Wohnraummangel verschärft sich: Mehr Wohnungssuchende, weniger Neubau

Die Nachfrage nach bezahlbaren Wohnungen in Bayern steigt weiter. Gleichzeitig kommt der Wohnungsneubau nicht in Gang. Das zeigt eine aktuelle Mitgliederbefragung des Verbands bayerischer Wohnungsunternehmen (VdW Bayern) unter 127 Wohnungsunternehmen mit rund 263.000 Wohnungen. Zwei Drittel der Unternehmen berichten von wachsenden Wartelisten. Insgesamt warten bei den Umfrageteilnehmern mittlerweile mehr als 68.000 Haushalte auf eine passende Wohnung. Gleichzeitig stellen 61 Prozent der Unternehmen geplante Neubauvorhaben wegen der Unsicherheit bei der Wohnraumförderung zurück oder verfolgen sie nur noch mit geringerer Priorität.

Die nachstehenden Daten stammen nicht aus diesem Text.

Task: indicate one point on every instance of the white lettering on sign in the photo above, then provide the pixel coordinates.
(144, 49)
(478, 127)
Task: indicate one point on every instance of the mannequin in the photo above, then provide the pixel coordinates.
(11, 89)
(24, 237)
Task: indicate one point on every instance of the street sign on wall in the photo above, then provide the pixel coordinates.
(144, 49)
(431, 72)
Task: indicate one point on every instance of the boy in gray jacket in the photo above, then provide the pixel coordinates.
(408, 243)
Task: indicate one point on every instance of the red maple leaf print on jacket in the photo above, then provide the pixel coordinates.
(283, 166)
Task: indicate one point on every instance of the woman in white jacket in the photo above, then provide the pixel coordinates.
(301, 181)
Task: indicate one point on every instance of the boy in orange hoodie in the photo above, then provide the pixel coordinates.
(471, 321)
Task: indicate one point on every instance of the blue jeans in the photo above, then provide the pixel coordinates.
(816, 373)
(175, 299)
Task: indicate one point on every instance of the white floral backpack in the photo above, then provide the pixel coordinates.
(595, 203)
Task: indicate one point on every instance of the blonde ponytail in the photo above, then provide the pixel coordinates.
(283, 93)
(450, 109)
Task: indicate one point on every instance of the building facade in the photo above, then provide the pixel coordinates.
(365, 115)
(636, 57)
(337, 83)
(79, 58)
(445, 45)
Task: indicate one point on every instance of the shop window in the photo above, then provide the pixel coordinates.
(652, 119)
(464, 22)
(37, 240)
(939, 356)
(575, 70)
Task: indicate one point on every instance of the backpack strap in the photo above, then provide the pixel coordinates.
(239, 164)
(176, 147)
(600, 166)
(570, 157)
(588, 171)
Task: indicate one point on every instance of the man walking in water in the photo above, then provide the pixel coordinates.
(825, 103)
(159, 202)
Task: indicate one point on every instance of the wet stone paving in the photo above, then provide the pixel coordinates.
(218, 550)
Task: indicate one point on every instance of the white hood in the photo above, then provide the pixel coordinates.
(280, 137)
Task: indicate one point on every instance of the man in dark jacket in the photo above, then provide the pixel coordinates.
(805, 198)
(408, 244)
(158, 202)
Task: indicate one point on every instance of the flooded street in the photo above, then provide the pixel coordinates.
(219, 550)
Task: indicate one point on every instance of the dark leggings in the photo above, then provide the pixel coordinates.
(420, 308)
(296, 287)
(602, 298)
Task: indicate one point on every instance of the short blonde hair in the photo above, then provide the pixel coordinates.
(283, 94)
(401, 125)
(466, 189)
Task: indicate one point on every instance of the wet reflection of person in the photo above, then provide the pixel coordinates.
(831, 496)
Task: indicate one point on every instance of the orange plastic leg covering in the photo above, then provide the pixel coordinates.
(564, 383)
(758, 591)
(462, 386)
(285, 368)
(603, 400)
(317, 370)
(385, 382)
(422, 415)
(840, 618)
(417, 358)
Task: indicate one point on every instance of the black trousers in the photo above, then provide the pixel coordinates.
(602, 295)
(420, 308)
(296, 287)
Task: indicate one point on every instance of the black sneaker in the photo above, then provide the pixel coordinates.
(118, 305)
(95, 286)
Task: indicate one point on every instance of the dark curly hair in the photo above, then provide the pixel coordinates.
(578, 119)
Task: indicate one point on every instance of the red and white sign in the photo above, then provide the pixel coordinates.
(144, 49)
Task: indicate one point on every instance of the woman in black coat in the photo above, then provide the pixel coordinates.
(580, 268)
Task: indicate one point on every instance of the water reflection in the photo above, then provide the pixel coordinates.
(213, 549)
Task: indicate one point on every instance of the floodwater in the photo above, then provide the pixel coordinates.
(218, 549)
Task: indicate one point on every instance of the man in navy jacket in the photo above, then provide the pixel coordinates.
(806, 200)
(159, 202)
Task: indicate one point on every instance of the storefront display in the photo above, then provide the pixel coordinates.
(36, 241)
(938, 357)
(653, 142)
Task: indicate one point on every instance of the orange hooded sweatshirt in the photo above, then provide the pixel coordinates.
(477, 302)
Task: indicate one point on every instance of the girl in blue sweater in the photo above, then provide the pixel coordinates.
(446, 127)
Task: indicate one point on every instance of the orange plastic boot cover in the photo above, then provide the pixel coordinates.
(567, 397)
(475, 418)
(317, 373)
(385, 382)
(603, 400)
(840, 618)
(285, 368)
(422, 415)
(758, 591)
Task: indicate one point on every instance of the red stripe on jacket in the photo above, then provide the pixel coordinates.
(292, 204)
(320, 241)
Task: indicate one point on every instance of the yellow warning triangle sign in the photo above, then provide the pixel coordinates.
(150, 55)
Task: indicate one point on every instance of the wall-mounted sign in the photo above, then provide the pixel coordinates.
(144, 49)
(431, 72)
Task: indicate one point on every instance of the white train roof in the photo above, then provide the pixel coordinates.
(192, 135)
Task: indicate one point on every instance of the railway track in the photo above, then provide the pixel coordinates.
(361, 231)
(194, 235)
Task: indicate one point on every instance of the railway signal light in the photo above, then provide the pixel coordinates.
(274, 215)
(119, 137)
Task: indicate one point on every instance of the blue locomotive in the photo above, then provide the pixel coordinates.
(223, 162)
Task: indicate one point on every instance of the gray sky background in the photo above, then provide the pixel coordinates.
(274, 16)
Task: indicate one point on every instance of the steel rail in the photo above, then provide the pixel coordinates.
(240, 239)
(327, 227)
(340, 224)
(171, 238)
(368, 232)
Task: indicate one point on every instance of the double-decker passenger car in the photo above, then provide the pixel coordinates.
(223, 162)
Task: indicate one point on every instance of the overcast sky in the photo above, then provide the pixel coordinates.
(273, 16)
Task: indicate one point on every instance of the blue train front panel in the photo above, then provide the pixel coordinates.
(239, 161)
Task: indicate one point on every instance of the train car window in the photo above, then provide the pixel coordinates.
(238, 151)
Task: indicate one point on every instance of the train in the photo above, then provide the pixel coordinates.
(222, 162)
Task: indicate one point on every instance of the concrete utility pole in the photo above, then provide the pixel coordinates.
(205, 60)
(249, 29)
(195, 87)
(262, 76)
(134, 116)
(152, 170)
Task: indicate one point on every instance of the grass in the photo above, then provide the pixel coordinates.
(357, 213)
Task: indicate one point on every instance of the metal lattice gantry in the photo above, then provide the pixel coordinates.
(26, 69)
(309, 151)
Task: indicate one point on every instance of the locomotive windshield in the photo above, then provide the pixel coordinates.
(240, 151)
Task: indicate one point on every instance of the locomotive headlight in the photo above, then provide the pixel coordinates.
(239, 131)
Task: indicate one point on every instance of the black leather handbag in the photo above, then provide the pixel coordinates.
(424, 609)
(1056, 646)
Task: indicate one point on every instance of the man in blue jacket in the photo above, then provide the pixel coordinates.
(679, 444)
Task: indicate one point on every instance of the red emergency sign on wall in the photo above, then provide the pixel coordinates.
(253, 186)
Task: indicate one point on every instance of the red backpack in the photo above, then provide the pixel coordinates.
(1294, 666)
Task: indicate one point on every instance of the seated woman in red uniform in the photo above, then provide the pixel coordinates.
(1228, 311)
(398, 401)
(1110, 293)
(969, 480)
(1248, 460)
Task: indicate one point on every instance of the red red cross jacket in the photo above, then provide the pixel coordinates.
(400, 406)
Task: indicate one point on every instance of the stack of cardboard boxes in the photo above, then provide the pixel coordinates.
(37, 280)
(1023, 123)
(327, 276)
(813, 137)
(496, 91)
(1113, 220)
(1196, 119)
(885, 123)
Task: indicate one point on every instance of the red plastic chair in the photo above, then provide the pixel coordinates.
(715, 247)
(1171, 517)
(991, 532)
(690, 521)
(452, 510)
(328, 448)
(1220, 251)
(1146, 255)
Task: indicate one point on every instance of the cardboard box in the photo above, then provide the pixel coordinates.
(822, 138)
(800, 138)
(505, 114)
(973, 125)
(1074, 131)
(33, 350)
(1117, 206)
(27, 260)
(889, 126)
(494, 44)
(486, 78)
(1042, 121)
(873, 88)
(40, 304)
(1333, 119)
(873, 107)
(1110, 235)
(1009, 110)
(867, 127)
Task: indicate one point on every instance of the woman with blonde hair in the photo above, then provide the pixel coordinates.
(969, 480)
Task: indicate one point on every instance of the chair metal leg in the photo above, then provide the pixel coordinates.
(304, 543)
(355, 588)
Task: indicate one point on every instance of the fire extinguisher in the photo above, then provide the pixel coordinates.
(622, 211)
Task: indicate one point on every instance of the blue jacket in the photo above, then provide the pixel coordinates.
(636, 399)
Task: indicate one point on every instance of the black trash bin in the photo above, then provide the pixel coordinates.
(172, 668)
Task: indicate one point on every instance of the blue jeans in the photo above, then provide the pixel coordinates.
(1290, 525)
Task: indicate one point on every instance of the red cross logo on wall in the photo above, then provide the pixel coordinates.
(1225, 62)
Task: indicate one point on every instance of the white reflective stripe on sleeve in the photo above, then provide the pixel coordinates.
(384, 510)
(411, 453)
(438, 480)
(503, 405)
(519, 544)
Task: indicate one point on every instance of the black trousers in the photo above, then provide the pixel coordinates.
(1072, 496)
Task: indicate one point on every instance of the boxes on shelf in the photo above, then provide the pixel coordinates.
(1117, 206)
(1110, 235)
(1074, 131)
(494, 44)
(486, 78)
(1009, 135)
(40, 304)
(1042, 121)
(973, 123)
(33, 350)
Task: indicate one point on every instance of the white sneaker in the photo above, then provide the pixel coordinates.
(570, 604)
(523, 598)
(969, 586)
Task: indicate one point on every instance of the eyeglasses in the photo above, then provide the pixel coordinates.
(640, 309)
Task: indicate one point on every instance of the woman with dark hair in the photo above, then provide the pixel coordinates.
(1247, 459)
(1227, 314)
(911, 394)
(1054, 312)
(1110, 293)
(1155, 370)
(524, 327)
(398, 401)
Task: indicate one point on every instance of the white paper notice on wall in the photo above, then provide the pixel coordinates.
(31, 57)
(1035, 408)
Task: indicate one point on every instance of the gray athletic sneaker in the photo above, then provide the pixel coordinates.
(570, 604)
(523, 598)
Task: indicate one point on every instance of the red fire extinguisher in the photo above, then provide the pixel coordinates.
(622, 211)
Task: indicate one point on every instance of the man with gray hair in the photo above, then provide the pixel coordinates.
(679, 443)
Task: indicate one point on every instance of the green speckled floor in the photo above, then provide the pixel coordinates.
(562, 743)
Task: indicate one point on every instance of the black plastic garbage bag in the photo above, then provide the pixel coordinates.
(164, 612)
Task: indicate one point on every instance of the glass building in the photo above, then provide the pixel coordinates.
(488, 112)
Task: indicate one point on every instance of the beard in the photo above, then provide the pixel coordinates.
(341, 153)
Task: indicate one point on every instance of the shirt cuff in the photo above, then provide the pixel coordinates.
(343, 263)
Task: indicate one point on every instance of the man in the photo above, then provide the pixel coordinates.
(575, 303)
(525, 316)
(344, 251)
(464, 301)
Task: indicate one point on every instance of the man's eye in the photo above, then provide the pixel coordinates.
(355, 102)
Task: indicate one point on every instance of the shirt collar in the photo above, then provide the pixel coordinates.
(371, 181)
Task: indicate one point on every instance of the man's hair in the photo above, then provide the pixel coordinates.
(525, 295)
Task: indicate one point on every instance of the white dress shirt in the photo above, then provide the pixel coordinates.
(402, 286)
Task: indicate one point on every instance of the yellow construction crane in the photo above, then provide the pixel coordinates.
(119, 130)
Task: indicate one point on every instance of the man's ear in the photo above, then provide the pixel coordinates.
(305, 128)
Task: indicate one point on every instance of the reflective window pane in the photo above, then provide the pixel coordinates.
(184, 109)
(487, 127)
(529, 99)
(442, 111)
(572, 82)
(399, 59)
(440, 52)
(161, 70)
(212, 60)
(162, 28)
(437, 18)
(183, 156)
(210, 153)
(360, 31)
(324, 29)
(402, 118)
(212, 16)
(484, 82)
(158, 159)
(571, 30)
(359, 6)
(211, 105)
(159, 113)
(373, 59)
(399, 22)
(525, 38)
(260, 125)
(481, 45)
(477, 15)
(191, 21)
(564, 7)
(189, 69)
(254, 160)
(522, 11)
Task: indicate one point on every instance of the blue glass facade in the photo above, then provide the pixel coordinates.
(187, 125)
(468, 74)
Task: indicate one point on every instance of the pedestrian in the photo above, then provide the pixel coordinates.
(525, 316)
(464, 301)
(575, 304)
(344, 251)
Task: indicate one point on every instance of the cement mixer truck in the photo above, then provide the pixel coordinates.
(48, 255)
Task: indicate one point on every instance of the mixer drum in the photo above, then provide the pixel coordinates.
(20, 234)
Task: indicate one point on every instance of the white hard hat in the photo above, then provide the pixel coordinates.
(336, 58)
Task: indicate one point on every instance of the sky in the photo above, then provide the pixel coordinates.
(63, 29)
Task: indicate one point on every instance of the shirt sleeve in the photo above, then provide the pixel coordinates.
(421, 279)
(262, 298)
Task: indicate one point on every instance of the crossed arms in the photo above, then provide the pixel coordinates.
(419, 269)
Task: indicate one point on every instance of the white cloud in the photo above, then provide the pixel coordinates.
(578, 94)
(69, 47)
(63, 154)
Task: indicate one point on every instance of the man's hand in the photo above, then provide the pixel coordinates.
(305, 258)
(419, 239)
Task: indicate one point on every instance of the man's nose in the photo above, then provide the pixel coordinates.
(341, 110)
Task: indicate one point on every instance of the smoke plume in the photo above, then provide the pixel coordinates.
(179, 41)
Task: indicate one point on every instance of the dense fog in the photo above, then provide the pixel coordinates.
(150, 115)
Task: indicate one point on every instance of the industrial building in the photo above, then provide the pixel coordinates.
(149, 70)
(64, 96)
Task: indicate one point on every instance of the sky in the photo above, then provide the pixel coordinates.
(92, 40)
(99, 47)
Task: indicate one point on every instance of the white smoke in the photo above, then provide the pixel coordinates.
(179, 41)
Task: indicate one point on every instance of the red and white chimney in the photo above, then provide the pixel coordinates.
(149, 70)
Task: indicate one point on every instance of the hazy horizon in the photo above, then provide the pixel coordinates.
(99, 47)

Fördermittel decken den Bedarf nicht

Im Jahr 2025 konnten bayernweit aufgrund fehlender Fördermittel Projektanträge für den Bau neuer geförderter Wohnungen in Höhe von 600 Millionen nicht bewilligt werden. Auch 2026 wird die Wohnbauförderung nicht ausreichen.
Die aktuelle Befragung zeigt, dass die Nachfrage nach Fördermitteln deutlich höher ist als die offiziellen Antragszahlen vermuten lassen. 28 Unternehmen verzichteten auf geplante Förderanträge oder verschoben sie wegen der deutlichen Überzeichnung der Fördermittel. Betroffen sind rund 1.200 Wohnungen mit einem Fördervolumen von 236 Millionen Euro. Insgesamt wurden seit 2024 durch die antwortenden Wohnungsunternehmen Fördermittel in Höhe von rund 1,04 Milliarden Euro beantragt, bislang aber lediglich 37 Prozent bewilligt.

Planbare Förderung als Schlüssel für mehr bezahlbare Wohnungen

„Bezahlbarer Wohnungsbau braucht vor allem Verlässlichkeit. Unsere Mitgliedsunternehmen investieren und halten die Wohnungen langfristig; sie übernehmen Verantwortung für die Wohnraumversorgung. Dafür brauchen sie eine Wohnraumförderung, die planbar ist und auf die sie sich verlassen können“, sagt Verbandsdirektor Hans Maier.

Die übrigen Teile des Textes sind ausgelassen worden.